Kreiter Clarence D, Wilson Adam B, Humbert Aloysius J, Wade Patricia A
Department of Family Medicine, University of Iowa College of Medicine, Iowa City, IA, USA.
Office of Consultation and Research in Medical Education, University of Iowa College of Medicine, Iowa City, IA, USA;
Med Educ Online. 2016 Feb 23;21:29279. doi: 10.3402/meo.v21.29279. eCollection 2016.
When ratings of student performance within the clerkship consist of a variable number of ratings per clinical teacher (rater), an important measurement question arises regarding how to combine such ratings to accurately summarize performance. As previous G studies have not estimated the independent influence of occasion and rater facets in observational ratings within the clinic, this study was designed to provide estimates of these two sources of error.
During 2 years of an emergency medicine clerkship at a large midwestern university, 592 students were evaluated an average of 15.9 times. Ratings were performed at the end of clinical shifts, and students often received multiple ratings from the same rater. A completely nested G study model (occasion: rater: person) was used to analyze sampled rating data.
The variance component (VC) related to occasion was small relative to the VC associated with rater.
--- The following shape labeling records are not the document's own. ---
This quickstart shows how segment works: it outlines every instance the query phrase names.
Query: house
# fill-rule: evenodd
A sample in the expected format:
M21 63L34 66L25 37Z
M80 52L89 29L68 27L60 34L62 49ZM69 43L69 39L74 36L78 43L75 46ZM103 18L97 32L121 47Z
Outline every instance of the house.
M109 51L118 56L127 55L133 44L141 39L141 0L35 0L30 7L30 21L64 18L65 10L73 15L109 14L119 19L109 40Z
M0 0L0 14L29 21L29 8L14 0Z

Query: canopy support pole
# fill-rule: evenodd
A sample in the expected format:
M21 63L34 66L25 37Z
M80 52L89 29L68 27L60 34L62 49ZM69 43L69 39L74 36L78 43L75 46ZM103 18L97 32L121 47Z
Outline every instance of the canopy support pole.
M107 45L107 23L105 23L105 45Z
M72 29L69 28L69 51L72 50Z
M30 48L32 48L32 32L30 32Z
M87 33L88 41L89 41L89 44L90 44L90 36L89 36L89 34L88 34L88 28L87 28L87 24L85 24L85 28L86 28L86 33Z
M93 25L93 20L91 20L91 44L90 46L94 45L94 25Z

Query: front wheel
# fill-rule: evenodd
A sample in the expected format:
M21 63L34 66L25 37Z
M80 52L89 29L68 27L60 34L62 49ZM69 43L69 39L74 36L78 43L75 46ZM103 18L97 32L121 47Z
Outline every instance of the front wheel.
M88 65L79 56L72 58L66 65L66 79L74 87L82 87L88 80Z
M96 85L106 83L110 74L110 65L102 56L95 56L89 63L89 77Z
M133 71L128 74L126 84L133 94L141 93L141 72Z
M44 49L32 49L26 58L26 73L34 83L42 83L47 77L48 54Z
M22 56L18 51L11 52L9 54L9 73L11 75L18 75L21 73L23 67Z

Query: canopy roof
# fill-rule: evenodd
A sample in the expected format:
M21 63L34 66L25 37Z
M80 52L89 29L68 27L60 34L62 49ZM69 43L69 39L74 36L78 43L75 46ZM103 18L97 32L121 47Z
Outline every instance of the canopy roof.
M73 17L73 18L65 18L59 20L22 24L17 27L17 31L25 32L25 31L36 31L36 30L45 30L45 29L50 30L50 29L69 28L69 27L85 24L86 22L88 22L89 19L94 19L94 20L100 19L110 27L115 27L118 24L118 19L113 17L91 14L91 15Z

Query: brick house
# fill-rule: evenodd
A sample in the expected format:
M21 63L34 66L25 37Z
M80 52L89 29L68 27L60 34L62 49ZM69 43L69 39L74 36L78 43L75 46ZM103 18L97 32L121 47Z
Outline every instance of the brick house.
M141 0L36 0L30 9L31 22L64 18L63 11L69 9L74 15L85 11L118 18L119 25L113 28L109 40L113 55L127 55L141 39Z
The D study clearly demonstrates that having a preceptor rate a student on multiple occasions does not substantially enhance the reliability of a clerkship performance summary score.
Although further research is needed, it is clear that case-specific factors do not explain the low correlation between ratings and that having one or two raters repeatedly rate a student on different occasions/cases is unlikely to yield a reliable mean score. This research suggests that it may be more efficient to have a preceptor rate a student just once. However, when multiple ratings from a single preceptor are available for a student, it is recommended that a mean of the preceptor's ratings be used to calculate the student's overall mean performance score.
当临床实习期间学生表现的评分由每位临床教师(评分者)给出的不同数量的评分组成时,就会出现一个重要的测量问题,即如何合并这些评分以准确总结表现。由于先前的G研究尚未估计临床观察评分中场合和评分者因素的独立影响,本研究旨在提供这两种误差来源的估计值。
在中西部一所大型大学进行的两年急诊医学临床实习期间,对592名学生平均进行了15.9次评估。评分在临床轮班结束时进行,学生经常从同一位评分者那里获得多个评分。使用完全嵌套的G研究模型(场合:评分者:个体)来分析抽样的评分数据。
与场合相关的方差分量(VC)相对于与评分者相关的VC较小。D研究清楚地表明,让带教老师多次对学生进行评分并不能显著提高临床实习表现总结分数的可靠性。
尽管需要进一步研究,但很明显,具体病例因素并不能解释评分之间的低相关性,并且让一两名评分者在不同场合/病例下反复对学生进行评分不太可能产生可靠的平均分。这项研究表明,让带教老师只对学生进行一次评分可能更有效。然而,当学生有来自同一位带教老师的多个评分时,建议使用带教老师评分的平均值来计算学生的总体平均表现分数。